Nanostructured Cobalt Oxide Directly Grown on Carbon Cloth for High-Capacity Lithium-Ion Battery Electrodes

Abstract

Nowadays, with the breakthrough development of various smart devices and electric vehicles that require a large power supply, rechargeable lithium-ion batteries are the most attractive energy storage system because of their high energy density and long lifetime by low self-discharge rate and no memory effect [1,2]. However, due to ever-increasing demands for rechargeable batteries with higher energy density, it is necessary to develop suitable electrode materials to satisfy the sufficient capacity and energy density required for large-scale energy storage systems [3]. As a commercial lithium-ion battery anode, graphite is widely used due to its low operating potential and high stability. However, it cannot fulfill the considerable demands of large-scale energy storage owing to its low practical capacity. As alternatives, transition metal (TM; Mn, Fe, Co and Ni) oxides have attracted great attention due to their high capacity. In this work, we develop the cobalt oxide (Co3O4) with attractively nanostructured architectures (nanowire, nanosheet) directly grown on carbon cloth substrate by a facile hydrothermal reaction followed by heat treatment process. For this, first, Co(NO3)2 and urea are dissolved in deionized water, and then carbon cloth is immersed in the solution. During the hydrothermal reaction, Co2(OH)2CO3·xH2O nanowires or Co2(OH)2CO3 nanosheets are grown on carbon cloth at 90 or 120 °C, respectively.
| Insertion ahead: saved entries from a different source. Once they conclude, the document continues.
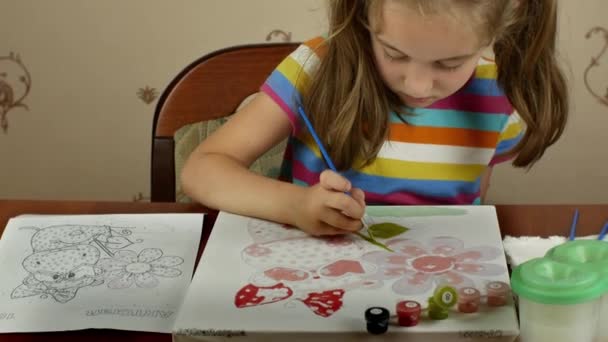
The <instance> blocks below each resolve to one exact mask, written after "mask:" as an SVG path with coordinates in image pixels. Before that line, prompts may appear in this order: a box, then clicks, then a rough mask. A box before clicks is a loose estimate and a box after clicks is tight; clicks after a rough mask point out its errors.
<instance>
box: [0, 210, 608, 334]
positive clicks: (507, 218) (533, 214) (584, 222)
mask: <svg viewBox="0 0 608 342" xmlns="http://www.w3.org/2000/svg"><path fill="white" fill-rule="evenodd" d="M576 208H578V209H579V211H580V219H579V224H578V229H577V233H578V235H588V234H597V233H598V232H599V230H600V229H601V227H602V225H603V224H604V222H605V221H606V220H607V219H608V204H606V205H498V206H496V210H497V213H498V220H499V224H500V228H501V233H502V234H503V236H504V235H512V236H522V235H538V236H548V235H556V234H561V235H567V234H568V231H569V229H570V228H569V227H570V222H571V220H572V214H573V212H574V210H575V209H576ZM110 213H112V214H119V213H207V214H208V215H207V216H206V218H205V221H204V224H203V234H202V237H201V245H200V246H201V247H200V249H199V254H198V257H199V258H200V255H201V253H202V251H203V249H204V247H205V244H206V242H207V239H208V238H209V233H210V231H211V228H212V227H213V223H214V222H215V218H216V215H217V213H216V212H213V211H209V210H207V209H206V208H204V207H201V206H199V205H195V204H178V203H136V202H133V203H132V202H65V201H22V200H15V201H13V200H0V234H1V233H2V232H3V231H4V227H5V226H6V223H7V221H8V219H10V218H11V217H14V216H17V215H20V214H110ZM197 261H198V258H197ZM4 278H5V277H4V276H2V279H4ZM49 319H53V317H49ZM0 340H1V341H3V342H17V341H19V342H24V341H66V342H68V341H85V342H95V341H112V342H122V341H146V342H160V341H163V342H169V341H171V335H170V334H158V333H146V332H132V331H121V330H99V329H96V330H80V331H70V332H50V333H27V334H25V333H24V334H2V335H0Z"/></svg>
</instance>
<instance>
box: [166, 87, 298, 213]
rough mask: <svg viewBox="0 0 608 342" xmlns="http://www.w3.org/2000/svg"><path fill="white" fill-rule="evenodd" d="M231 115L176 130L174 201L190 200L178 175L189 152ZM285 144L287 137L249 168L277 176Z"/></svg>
mask: <svg viewBox="0 0 608 342" xmlns="http://www.w3.org/2000/svg"><path fill="white" fill-rule="evenodd" d="M255 95H256V94H252V95H250V96H248V97H247V98H246V99H245V100H243V101H242V102H241V104H240V105H239V107H238V108H237V111H238V110H239V109H241V108H242V107H243V106H244V105H246V104H247V103H249V101H251V100H252V99H253V97H254V96H255ZM230 116H231V115H229V116H225V117H222V118H218V119H214V120H207V121H201V122H197V123H193V124H190V125H186V126H184V127H181V128H180V129H179V130H177V131H176V132H175V134H174V136H173V140H174V141H175V150H174V156H175V200H176V202H192V199H191V198H189V197H188V196H187V195H186V194H184V192H183V191H182V187H181V182H180V180H179V176H180V174H181V170H182V167H183V165H184V163H185V162H186V160H187V159H188V157H189V156H190V153H192V151H193V150H194V149H195V148H196V147H197V146H198V145H199V144H200V143H201V142H202V141H203V140H204V139H205V138H207V137H208V136H209V135H210V134H211V133H213V131H215V130H216V129H217V128H218V127H220V126H221V125H222V124H224V123H225V122H226V121H228V120H229V118H230ZM286 145H287V139H285V140H284V141H283V142H281V143H280V144H279V145H276V146H274V147H273V148H271V149H270V150H268V151H267V152H266V153H264V154H263V155H262V156H260V158H258V159H257V160H256V161H255V162H254V163H253V164H252V165H251V167H250V168H249V169H250V170H252V171H253V172H255V173H257V174H261V175H264V176H267V177H272V178H277V177H278V176H279V171H280V168H281V163H282V162H283V154H284V152H285V147H286Z"/></svg>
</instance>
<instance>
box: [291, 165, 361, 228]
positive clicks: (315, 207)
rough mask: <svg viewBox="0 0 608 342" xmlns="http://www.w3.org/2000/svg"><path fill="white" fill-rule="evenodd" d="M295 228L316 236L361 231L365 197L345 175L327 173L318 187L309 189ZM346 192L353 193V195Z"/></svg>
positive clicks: (304, 198) (329, 172)
mask: <svg viewBox="0 0 608 342" xmlns="http://www.w3.org/2000/svg"><path fill="white" fill-rule="evenodd" d="M304 191H305V194H304V201H303V203H302V205H301V207H300V208H298V210H297V211H296V212H297V213H298V214H297V215H296V220H295V225H296V226H297V227H299V228H300V229H302V230H303V231H305V232H307V233H309V234H311V235H314V236H321V235H338V234H347V233H352V232H356V231H358V230H359V229H361V218H362V217H363V214H364V213H365V194H364V193H363V191H362V190H361V189H358V188H352V186H351V184H350V182H349V181H348V180H347V179H346V178H344V177H342V176H341V175H339V174H337V173H335V172H333V171H330V170H326V171H323V173H321V177H320V181H319V183H318V184H316V185H314V186H312V187H308V188H306V189H305V190H304ZM345 192H350V195H348V194H346V193H345Z"/></svg>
After thermal treatment at 350 °C for 1 h in furnace, Co3O4 nanowires or nanosheets can be obtained. When tested as anodes for LIBs, as-fabricated electrodes without any conductive agents and polymeric binders exhibit high specific capacity because of their large specific surface area and enough space to buffer the volume change during conversion reaction. Therefore, it is considered that these high-performance electrodes can be used as high-capacity anodes for large-scale energy storage system.